Sometimes, a mere fraction of our rides, I'll wonder if he'd ever just keep driving. If we'd speed up and off and into that glorious sunset. But of course it won't happen. Daisuke is too strong and Brave, and I'm too disciplined and Kind. Virtue and vice, I have come to theorize, are synonyms for the same disorder. So noble, so safe, so stagnant in their honorable rightness. We've grown comfortable at the centers of these spiderweb minds of ours, weaving our little castles on clouds with excess thread. And we know - we both know - that reality is far different from those pipe dreams that skitter across a vacant cerebrum on a night like this.

If we kept on going, if we reached the sunset, what if it was nothing but a tawdry set piece instead of the sum of a thousand experiments in technicolor? What if we looked back? We're still afraid.. even now (though maybe I'm manufacturing sentiments for him... my ego has a strong enough imagination to have at one point fabricated an entire empire. But I don't want to think about that). Neither of us could bear for that consuming blaze to have been nothing but some windmill for our jogressed Don Quixote to charge at.

Daisuke and I, we have an Understanding.

I do like Miyako as a person. I really do. Even if she doesn't burn.

And he did love Hikari in a way. I know these things.

And Eikichi and Satsuko... I would take up the cape of the Digimon Kaiser (cursed be his name) for Satsuko. I'd kill for her. No, really. Literally. What? You don't honestly think a mask as well crafted as one of mine can die, do you? That's foolish.
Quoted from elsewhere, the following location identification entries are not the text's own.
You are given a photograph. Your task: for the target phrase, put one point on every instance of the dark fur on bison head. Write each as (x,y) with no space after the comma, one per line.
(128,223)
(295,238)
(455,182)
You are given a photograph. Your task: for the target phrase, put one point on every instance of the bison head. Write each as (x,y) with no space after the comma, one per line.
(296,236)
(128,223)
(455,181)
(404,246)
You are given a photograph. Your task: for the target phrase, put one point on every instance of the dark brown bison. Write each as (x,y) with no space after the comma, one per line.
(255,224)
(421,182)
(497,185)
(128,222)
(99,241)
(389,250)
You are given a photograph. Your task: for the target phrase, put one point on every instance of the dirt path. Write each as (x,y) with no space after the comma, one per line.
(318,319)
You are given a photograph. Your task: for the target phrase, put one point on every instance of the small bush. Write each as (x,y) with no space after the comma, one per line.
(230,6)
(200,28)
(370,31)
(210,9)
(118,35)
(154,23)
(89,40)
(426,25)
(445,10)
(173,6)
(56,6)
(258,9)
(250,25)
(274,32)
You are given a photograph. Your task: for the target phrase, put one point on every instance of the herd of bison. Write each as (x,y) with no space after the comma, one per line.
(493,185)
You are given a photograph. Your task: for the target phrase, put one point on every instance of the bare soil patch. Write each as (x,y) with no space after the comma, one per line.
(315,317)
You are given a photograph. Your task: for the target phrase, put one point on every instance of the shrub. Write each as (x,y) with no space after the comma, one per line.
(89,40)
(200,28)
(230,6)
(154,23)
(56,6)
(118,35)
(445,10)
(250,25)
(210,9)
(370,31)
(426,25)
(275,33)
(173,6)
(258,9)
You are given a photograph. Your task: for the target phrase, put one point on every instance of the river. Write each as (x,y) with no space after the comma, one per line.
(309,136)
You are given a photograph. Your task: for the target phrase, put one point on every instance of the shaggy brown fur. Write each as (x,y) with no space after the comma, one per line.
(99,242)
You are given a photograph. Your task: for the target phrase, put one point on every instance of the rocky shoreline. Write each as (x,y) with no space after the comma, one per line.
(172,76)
We were Chosen Children, after all. And we're thirty-six for god's sake! That's half our lives we've played over this memory turned daydream (is there really a difference?) We know responsibility. And we know what to do. Though I don't mean to sound like I'm bragging, perhaps we know it best of all.

I'm getting out now. I'm going to travel up the four floors to apartment 5-R and see my loving wife and my beautiful daughter. And I'll read the younger a story until she falls asleep and watch a bad serial with Miyako-chan and then look over the five files that are five less than I probably should have taken home (Satsuko needs help with piano practice).

"We carpooling next week, Ken-kun?" he waves jovially, as I exit my ride and the wind coldly embraces me.

"You know it!" I smile back, "Tell Hikari I said hello!".

"Later!"

And then he's gone, in a cloud of smoke and fallen leaves.

We know responsibility. And we know what to do. Except, of course, how to take them off. Old dogs don't learn new tricks, as they say in America (I took a class).

Daisuke and I? We were always good with masks.

***

note: *shrug* I make it my buisness to try stuff... and vultures still track the carrion of what's left of previous (lame) attempts at romance and comedy. But trying out yaoi just for fun actually wasn't all that bad... mostly because writing 'bout angsty gay and/or bisexual srfts of people is pretty much the same as writing for angsty strait people. Except I expect there's a larger fangirl audience ^_^. This is.. well.. I'm hoping it's at least *different* from you average Daiken/Kensuke, since romance is honestly being done far better by alot more people that I could ever mobilize into some sort of dark army anyways. *sniff* Oh Angst! How could I ever leave you!

This fic was semi-inspired by Shu Lien and Li Mu Bao in "Crouching Tiger, Hidden Dragon". They brought me to the startling realization that repressed, sad love relationships.. ummm.. rock. Rah?